Hyaluronic acid is one of the best-known actives in skincare – and one of the most widely misunderstood. What it can do is impressive. What it cannot do, few people understand.
Hyaluronic acid does not rejuvenate. It does not build collagen, does not improve skin structure, does not restore degraded fibres. Those who expect that from it are expecting the wrong thing – and will be disappointed. Hyaluronic acid is, above all, one thing: an exceptionally effective humectant.
One gram of hyaluronic acid can bind up to one litre of water. Applied to the skin, it binds moisture in the uppermost skin layer – the skin looks temporarily plumper, smoother, fresher. It reflects light more evenly. It simply looks better. This effect – this glow – is real. But it does not last long. After one to two hours it wears off, as the bound moisture is lost again. No lasting result, no sustained structural change. It is a temporary but very effective state.
I often describe hyaluronic acid as the sprinter of skincare. Fast, effective, immediately visible – but only over a short distance. The long-distance runners are vitamin A and vitamin C. They work more slowly, taking weeks and months to show results. But they work on structure: vitamin A promotes cell renewal and collagen synthesis; vitamin C stabilises collagen and acts as an antioxidant. These are the actives that change the skin over time.

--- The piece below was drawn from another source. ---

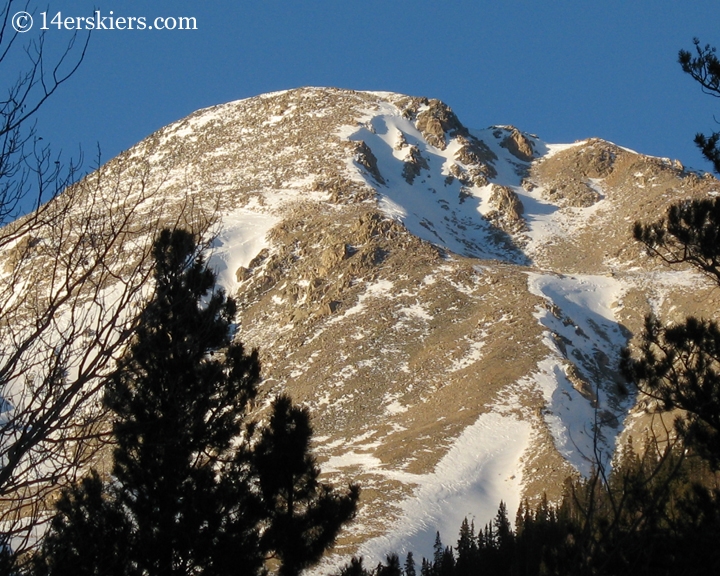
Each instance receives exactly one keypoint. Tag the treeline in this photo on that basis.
(654, 515)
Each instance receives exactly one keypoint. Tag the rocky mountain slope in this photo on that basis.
(449, 303)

Hyaluronic acid does not do that.
The biggest mistake is applying hyaluronic acid with the wrong expectations. The second biggest is not applying it at all. As a humectant, it belongs in almost every skincare routine. In the morning, under your daytime moisturiser; in the evening, after your actives. And for those who need a quick, visible effect: hyaluronic acid applied an hour before an important appointment – the effect is immediately visible. The skin looks plumper, more radiant, fresher. For one to two hours, you have that glow. No more – but no less either.